The road between today's tech and the tomorrows of SF runs both ways: today's tech inspires what you see on screen, and what you see on screen often inspires tech. Martin Cooper, the Motorola engineer who created the first handheld phone, was inspired by Star Trek's Tricorder. So it's fitting to see one of the best folding phones in the latest Star Trek series, Star Trek: Picard.
As the eagle-eyed team at 9to5Google spotted in Season 2 episode 2, Dr. Agnes Jurati taps away at her PADD tablet – something we've seen many times since it debuted in the mid-eighties Star Trek: TNG. But what's that next to it? The props team have tried to disguise it with a case to make it more futuristic, but there's no disguising the tell-tale crease of a foldable Samsung phone.
So which Samsung has boldly gone into the 25th Century?
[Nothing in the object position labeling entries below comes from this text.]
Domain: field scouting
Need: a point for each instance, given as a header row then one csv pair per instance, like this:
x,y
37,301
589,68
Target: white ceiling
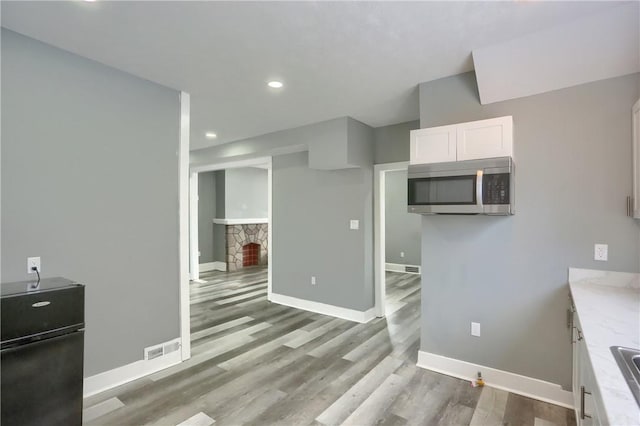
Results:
x,y
358,59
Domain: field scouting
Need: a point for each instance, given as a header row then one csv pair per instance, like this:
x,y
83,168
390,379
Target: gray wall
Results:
x,y
206,214
246,193
572,152
402,229
311,235
391,143
90,184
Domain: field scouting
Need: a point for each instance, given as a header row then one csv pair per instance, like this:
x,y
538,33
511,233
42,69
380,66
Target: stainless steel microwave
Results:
x,y
483,186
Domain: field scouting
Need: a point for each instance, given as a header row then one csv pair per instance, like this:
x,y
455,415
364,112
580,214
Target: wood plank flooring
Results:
x,y
258,363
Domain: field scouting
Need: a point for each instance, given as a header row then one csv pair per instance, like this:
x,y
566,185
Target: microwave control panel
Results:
x,y
495,188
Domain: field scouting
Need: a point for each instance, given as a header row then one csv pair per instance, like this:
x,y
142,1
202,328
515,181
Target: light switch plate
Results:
x,y
475,329
601,252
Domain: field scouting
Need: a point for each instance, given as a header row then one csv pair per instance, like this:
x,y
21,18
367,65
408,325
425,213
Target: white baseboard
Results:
x,y
401,267
323,308
511,382
121,375
213,266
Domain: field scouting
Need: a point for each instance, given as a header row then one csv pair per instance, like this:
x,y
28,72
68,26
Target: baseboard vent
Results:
x,y
153,352
400,267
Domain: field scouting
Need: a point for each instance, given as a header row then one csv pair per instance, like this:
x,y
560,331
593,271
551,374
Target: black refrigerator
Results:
x,y
42,348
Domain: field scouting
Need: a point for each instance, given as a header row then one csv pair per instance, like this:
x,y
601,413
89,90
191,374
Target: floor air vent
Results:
x,y
153,352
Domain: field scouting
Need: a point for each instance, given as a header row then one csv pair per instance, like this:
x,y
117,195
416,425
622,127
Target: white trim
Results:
x,y
183,236
194,255
499,379
213,266
323,308
401,267
379,171
121,375
241,221
270,228
251,162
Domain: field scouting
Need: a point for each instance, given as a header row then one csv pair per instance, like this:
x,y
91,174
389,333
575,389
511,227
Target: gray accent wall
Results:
x,y
90,184
206,214
391,143
403,232
311,235
246,193
572,152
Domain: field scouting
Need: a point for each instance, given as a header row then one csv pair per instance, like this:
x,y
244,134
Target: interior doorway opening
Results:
x,y
242,242
397,234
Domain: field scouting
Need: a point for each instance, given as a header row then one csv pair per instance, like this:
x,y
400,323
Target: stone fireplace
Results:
x,y
246,245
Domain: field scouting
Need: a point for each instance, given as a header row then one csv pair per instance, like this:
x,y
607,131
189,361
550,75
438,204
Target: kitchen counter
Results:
x,y
608,307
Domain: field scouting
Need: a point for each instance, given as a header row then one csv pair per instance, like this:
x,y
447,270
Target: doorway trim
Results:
x,y
379,183
183,225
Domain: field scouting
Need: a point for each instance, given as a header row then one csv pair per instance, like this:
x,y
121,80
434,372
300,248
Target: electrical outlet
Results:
x,y
475,329
601,252
33,262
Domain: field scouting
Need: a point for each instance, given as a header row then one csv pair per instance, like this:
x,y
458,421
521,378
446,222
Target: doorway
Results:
x,y
254,228
397,232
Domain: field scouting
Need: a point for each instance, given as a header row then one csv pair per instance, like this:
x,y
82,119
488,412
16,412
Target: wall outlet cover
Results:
x,y
33,262
601,252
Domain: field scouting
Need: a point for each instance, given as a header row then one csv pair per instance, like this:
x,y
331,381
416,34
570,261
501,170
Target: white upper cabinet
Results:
x,y
433,145
465,141
485,138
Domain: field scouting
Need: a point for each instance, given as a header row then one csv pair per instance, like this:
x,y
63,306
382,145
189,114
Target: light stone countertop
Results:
x,y
608,307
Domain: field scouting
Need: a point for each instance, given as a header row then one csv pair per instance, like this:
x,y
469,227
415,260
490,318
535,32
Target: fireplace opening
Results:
x,y
250,254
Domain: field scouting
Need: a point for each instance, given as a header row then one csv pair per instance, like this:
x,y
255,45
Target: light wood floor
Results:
x,y
254,362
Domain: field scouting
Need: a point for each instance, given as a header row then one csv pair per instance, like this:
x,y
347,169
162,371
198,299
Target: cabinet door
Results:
x,y
588,381
485,138
433,145
636,160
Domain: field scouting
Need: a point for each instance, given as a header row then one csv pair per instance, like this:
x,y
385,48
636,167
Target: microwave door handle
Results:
x,y
479,175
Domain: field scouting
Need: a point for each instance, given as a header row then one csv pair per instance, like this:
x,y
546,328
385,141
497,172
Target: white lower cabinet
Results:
x,y
586,396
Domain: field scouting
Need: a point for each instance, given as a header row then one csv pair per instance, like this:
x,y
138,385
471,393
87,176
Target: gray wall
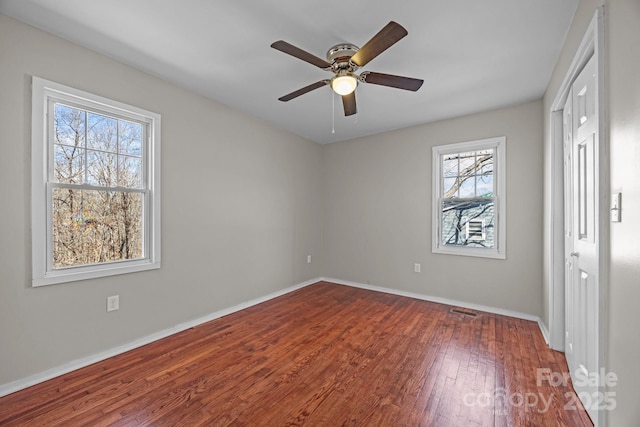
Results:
x,y
241,209
622,69
378,212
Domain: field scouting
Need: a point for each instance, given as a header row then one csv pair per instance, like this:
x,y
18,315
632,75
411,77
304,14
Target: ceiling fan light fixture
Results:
x,y
344,84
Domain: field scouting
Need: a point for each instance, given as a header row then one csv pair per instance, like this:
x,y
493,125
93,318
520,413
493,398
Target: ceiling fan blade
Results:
x,y
304,90
349,104
292,50
399,82
382,41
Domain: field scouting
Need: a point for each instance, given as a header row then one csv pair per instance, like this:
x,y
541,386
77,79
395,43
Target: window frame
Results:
x,y
499,177
44,93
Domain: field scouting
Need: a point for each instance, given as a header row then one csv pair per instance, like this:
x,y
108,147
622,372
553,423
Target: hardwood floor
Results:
x,y
324,355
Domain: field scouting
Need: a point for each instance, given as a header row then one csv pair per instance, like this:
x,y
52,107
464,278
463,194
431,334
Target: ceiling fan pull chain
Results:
x,y
333,112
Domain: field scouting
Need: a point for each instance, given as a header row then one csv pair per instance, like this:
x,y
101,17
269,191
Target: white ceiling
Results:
x,y
473,55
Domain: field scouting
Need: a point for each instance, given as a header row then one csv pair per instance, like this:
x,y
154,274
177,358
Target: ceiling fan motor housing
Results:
x,y
339,56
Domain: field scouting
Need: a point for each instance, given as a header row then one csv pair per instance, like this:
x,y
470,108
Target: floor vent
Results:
x,y
463,312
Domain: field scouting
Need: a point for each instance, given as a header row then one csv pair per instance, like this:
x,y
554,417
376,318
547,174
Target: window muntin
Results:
x,y
95,189
468,198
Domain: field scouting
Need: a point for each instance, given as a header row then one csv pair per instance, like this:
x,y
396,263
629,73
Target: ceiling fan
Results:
x,y
343,60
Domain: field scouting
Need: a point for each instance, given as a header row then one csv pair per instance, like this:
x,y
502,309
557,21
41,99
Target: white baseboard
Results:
x,y
23,383
544,331
447,301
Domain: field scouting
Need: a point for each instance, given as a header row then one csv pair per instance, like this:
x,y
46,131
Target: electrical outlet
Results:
x,y
113,303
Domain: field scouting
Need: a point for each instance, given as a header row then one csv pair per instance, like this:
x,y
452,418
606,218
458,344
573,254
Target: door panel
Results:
x,y
581,236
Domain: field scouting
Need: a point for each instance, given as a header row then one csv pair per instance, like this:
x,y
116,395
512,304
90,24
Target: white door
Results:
x,y
581,236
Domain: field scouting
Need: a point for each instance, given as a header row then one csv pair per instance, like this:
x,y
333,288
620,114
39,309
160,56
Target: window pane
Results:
x,y
68,164
456,214
130,172
101,168
450,166
69,126
467,161
130,138
450,188
102,132
484,186
468,187
91,227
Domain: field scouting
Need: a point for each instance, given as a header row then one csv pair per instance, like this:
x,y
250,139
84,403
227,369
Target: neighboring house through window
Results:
x,y
95,186
469,214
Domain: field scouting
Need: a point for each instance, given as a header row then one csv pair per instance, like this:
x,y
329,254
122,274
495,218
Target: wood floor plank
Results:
x,y
322,355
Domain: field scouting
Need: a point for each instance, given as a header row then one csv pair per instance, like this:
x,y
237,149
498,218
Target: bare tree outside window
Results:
x,y
468,201
97,193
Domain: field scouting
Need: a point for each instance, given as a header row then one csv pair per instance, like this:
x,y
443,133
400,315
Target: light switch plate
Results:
x,y
616,207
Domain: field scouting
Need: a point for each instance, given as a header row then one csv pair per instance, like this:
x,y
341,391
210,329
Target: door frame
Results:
x,y
592,44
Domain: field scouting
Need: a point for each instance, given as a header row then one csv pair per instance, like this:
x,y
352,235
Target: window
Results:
x,y
469,198
95,186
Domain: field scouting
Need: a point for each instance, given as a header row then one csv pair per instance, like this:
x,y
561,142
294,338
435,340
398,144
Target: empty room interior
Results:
x,y
319,213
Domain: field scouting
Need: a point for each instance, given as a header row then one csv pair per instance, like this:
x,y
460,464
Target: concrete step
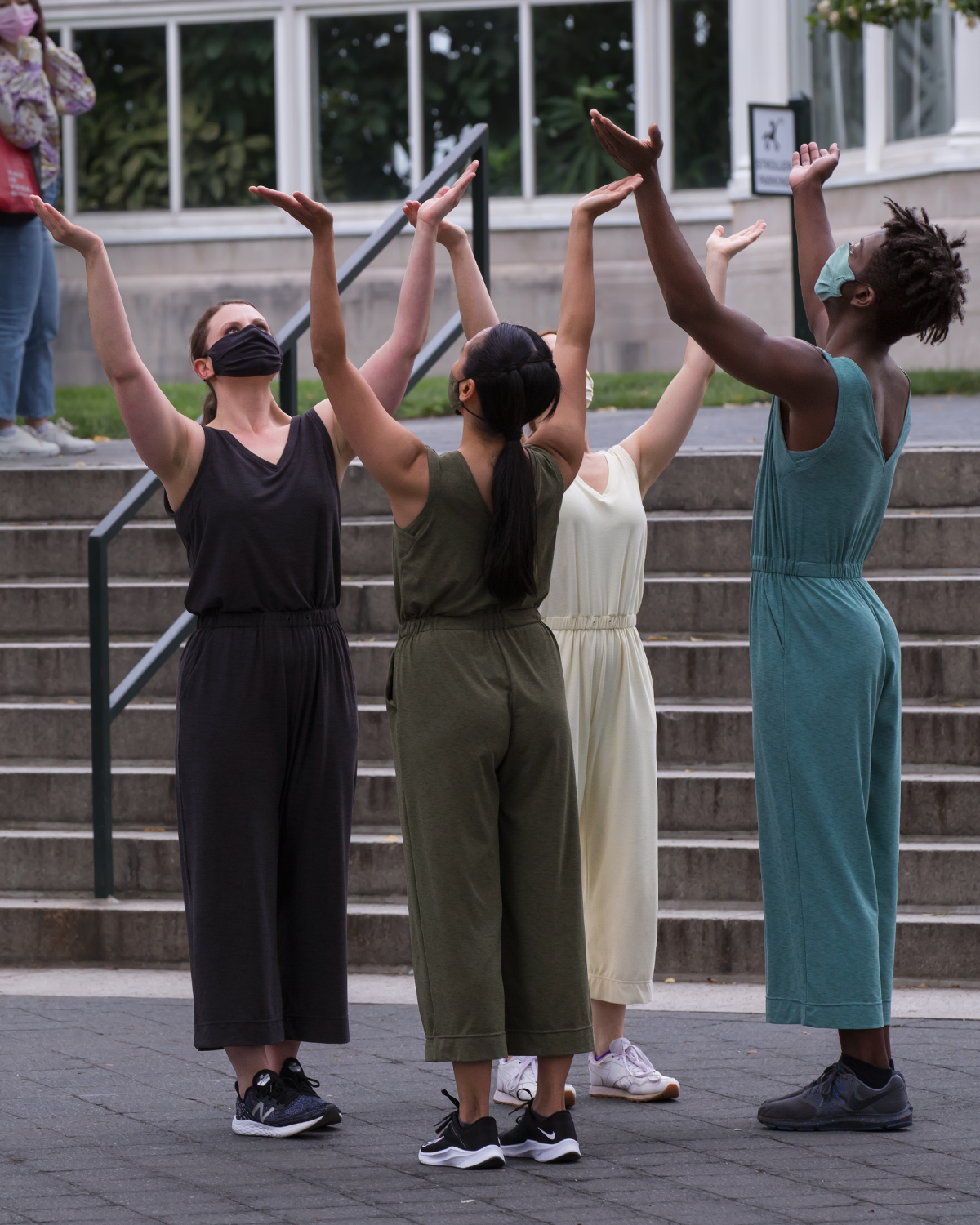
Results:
x,y
151,931
688,730
690,664
39,791
696,480
145,730
693,866
691,938
147,862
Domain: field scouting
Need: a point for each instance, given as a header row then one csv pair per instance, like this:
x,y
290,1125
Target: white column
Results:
x,y
69,151
526,78
967,51
174,122
876,95
416,127
759,66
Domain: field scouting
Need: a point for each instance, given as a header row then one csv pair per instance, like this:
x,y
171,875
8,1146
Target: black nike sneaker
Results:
x,y
293,1077
467,1146
272,1109
550,1138
838,1100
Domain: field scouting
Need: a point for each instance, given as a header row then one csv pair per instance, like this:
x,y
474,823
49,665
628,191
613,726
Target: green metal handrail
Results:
x,y
108,703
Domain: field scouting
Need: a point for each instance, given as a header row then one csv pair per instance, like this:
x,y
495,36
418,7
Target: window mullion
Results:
x,y
174,118
526,83
416,129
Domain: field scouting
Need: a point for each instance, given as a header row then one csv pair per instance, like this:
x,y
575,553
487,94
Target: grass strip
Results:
x,y
92,411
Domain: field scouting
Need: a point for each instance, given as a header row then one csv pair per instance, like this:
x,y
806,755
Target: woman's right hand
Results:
x,y
64,232
607,198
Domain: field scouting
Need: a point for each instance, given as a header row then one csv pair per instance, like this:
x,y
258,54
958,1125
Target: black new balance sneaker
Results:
x,y
838,1100
293,1077
272,1109
467,1146
544,1138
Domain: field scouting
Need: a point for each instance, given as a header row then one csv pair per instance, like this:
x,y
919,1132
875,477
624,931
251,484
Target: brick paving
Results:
x,y
110,1116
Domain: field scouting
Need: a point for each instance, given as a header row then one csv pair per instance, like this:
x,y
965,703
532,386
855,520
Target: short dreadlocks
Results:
x,y
918,277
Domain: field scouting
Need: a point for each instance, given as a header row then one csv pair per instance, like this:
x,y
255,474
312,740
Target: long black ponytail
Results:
x,y
517,381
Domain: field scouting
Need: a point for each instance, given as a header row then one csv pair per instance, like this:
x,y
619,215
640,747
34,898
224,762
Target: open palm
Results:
x,y
813,164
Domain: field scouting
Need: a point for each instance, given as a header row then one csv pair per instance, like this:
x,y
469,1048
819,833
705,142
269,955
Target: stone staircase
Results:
x,y
693,621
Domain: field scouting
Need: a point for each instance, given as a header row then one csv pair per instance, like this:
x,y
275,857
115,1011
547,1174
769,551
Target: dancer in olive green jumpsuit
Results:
x,y
823,651
477,697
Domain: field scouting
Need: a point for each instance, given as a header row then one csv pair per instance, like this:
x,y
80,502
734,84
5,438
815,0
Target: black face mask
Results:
x,y
247,353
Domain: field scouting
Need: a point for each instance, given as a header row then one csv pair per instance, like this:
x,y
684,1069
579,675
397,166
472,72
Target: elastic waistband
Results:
x,y
593,621
266,620
808,568
510,619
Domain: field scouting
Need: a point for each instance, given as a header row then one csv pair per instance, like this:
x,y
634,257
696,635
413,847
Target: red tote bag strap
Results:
x,y
19,179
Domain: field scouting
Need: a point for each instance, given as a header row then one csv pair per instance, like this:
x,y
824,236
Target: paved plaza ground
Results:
x,y
110,1116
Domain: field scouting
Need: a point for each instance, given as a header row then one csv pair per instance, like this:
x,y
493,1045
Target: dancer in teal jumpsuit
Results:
x,y
825,654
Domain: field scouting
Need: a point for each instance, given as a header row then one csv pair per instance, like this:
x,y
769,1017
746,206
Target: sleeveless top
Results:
x,y
261,536
817,512
600,553
439,556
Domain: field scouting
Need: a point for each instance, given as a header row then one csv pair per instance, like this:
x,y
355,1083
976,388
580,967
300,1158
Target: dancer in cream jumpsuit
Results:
x,y
597,587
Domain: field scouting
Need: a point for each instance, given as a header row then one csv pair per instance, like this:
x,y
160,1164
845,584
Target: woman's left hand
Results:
x,y
316,217
725,247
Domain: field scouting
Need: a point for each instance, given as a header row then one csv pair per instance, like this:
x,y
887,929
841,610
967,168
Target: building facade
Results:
x,y
353,103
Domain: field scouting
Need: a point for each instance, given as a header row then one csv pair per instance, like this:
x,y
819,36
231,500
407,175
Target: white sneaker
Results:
x,y
626,1072
521,1072
24,443
60,434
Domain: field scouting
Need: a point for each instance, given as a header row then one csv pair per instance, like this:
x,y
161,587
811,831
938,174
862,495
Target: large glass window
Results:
x,y
470,73
228,112
702,141
583,58
360,108
838,90
122,142
921,70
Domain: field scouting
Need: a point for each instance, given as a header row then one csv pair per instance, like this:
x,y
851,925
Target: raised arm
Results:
x,y
171,445
475,308
564,433
658,440
811,168
784,367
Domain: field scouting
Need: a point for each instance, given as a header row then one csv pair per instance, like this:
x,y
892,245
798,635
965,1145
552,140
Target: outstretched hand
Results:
x,y
316,217
607,198
725,247
63,230
637,157
813,164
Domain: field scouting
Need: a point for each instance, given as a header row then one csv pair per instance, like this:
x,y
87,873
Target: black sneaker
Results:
x,y
272,1109
467,1146
293,1077
837,1100
544,1138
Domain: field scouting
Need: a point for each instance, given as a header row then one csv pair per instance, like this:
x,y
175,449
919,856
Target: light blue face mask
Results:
x,y
835,274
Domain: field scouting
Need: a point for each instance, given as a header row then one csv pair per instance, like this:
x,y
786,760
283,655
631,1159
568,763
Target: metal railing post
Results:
x,y
102,750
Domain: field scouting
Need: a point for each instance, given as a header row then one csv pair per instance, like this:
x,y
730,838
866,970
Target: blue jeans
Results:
x,y
29,320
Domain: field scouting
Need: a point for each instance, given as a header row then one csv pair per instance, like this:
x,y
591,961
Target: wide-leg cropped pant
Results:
x,y
488,804
266,764
827,733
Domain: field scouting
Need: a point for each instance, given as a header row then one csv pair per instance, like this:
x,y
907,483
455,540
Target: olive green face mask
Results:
x,y
835,274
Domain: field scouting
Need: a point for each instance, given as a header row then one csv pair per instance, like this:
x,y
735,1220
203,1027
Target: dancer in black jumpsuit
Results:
x,y
266,744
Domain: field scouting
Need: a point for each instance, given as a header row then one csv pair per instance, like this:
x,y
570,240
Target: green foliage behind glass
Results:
x,y
122,142
470,74
702,139
228,112
360,88
583,58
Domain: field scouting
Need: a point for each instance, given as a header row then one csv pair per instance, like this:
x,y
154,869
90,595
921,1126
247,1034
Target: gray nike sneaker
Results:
x,y
837,1100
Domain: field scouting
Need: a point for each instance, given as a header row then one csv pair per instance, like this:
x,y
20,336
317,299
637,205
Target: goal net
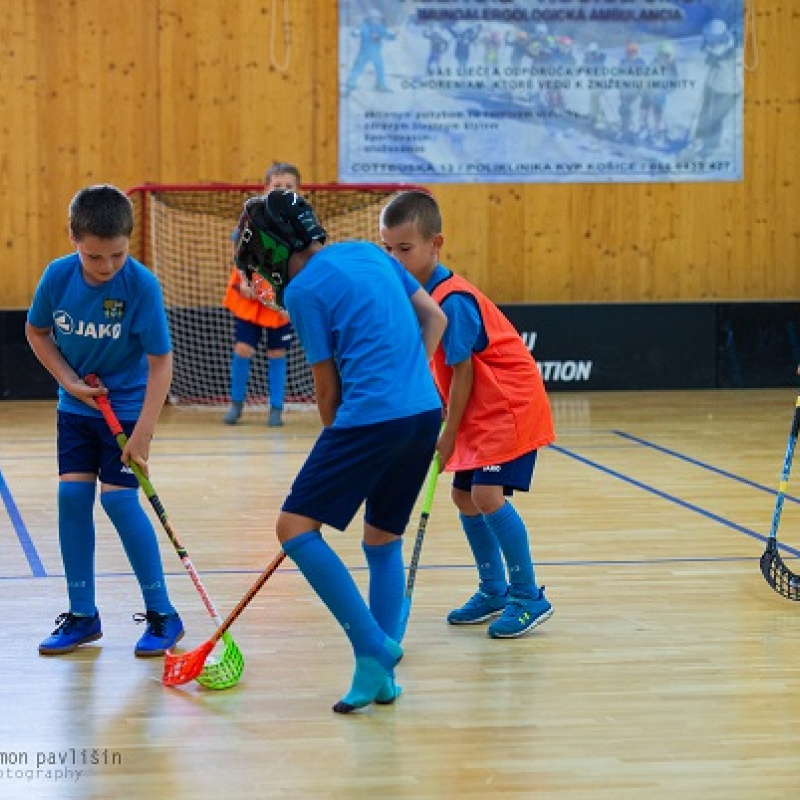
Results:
x,y
183,233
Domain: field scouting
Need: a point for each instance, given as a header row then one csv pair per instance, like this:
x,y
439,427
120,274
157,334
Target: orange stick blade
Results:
x,y
179,669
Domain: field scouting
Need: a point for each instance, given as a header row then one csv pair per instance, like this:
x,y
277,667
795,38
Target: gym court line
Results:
x,y
23,537
37,567
702,464
671,498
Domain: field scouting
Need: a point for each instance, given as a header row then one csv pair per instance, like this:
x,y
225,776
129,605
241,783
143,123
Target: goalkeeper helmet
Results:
x,y
271,228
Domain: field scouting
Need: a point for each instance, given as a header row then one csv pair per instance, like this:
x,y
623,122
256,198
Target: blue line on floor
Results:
x,y
671,498
35,563
703,465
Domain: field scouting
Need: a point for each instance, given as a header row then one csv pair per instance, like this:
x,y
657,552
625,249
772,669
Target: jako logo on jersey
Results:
x,y
90,330
113,309
63,321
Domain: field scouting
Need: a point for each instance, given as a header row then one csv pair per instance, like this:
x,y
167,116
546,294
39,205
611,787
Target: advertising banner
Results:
x,y
516,91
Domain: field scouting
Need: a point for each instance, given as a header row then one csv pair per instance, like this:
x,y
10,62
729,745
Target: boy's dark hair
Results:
x,y
413,206
102,211
282,168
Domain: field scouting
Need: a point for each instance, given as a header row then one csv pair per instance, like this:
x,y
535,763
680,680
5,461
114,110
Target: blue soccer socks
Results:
x,y
76,537
141,546
276,378
486,552
240,374
507,525
375,653
386,584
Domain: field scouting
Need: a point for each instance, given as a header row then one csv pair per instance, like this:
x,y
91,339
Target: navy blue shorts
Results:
x,y
384,464
85,444
513,475
250,333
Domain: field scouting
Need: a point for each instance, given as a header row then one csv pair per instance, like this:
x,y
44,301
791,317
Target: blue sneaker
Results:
x,y
234,413
163,632
520,615
70,632
479,607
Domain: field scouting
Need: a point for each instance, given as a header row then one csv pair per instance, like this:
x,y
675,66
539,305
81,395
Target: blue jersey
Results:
x,y
351,303
108,329
465,332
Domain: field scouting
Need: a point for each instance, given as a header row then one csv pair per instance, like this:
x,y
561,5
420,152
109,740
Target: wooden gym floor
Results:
x,y
669,669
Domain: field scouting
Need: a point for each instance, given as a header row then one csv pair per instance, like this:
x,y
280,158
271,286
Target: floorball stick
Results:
x,y
776,573
427,502
228,669
183,668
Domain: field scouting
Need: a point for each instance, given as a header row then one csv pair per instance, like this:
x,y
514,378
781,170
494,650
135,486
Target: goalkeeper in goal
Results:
x,y
252,318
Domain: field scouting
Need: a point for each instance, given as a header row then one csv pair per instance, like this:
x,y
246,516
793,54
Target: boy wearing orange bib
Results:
x,y
498,417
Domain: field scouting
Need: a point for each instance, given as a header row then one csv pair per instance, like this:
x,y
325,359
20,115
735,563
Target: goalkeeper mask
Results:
x,y
271,229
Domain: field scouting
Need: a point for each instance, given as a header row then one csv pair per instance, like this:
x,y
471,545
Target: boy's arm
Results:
x,y
328,389
44,348
159,378
460,390
431,318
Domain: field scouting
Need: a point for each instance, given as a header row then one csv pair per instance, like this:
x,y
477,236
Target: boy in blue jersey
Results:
x,y
99,311
367,329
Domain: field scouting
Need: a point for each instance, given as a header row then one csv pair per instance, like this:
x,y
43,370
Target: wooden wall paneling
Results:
x,y
163,90
179,159
218,90
58,127
324,24
127,75
17,129
545,264
274,104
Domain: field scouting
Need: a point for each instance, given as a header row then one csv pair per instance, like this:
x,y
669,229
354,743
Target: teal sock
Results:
x,y
372,679
486,552
512,535
386,594
141,546
276,377
376,655
76,537
240,374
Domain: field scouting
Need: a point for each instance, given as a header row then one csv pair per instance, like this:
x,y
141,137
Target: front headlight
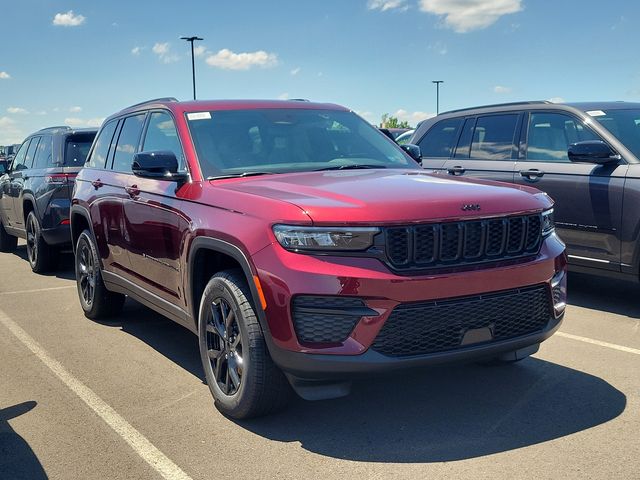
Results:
x,y
548,224
294,237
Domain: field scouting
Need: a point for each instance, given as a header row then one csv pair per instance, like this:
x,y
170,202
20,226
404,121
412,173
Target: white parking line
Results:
x,y
36,290
599,343
143,447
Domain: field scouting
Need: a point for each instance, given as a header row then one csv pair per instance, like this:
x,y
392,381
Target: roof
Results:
x,y
210,105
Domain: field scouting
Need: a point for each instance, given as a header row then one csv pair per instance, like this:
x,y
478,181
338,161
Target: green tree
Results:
x,y
389,121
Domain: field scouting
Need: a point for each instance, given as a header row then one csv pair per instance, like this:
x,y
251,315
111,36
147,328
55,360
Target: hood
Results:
x,y
390,196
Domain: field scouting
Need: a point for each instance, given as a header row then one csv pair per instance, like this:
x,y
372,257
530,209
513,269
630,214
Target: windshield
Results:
x,y
624,124
76,150
289,140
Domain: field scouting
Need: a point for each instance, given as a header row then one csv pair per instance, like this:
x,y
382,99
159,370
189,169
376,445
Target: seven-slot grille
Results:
x,y
461,243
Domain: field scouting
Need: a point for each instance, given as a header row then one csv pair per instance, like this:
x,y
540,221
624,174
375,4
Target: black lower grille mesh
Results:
x,y
418,329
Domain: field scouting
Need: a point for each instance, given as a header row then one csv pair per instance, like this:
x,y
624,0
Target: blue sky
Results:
x,y
76,62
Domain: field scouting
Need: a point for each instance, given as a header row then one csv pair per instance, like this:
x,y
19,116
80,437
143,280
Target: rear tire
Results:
x,y
38,251
96,301
8,243
241,375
Star Trek: Picard put the wrong phone in space
The 9to5Google team reckon the disguised Samsung is the Galaxy Z Fold 2: as they point out, filming for this season began in early 2021 so that's too early for the Galaxy Z Fold 3, and the lack of a visible camera cut-out – a pretty distinctive part of the original first generation Galaxy Z Fold – means it's probably not the first-gen either.
And, well, surely the more obvious folding phone choice for the Picard crew to use would be the Samsung Galaxy Z Flip 3 5G? I mean, it even flips out just like the classic Star Trek communicator.
For me, though, I reckon Star Trek missed a trick here. While Samsung has massively improved the design of the Samsung Galaxy Fold to make it more reliable, I don't think it's durable enough to last another four centuries. No phone is. Or at least, no ordinary phone.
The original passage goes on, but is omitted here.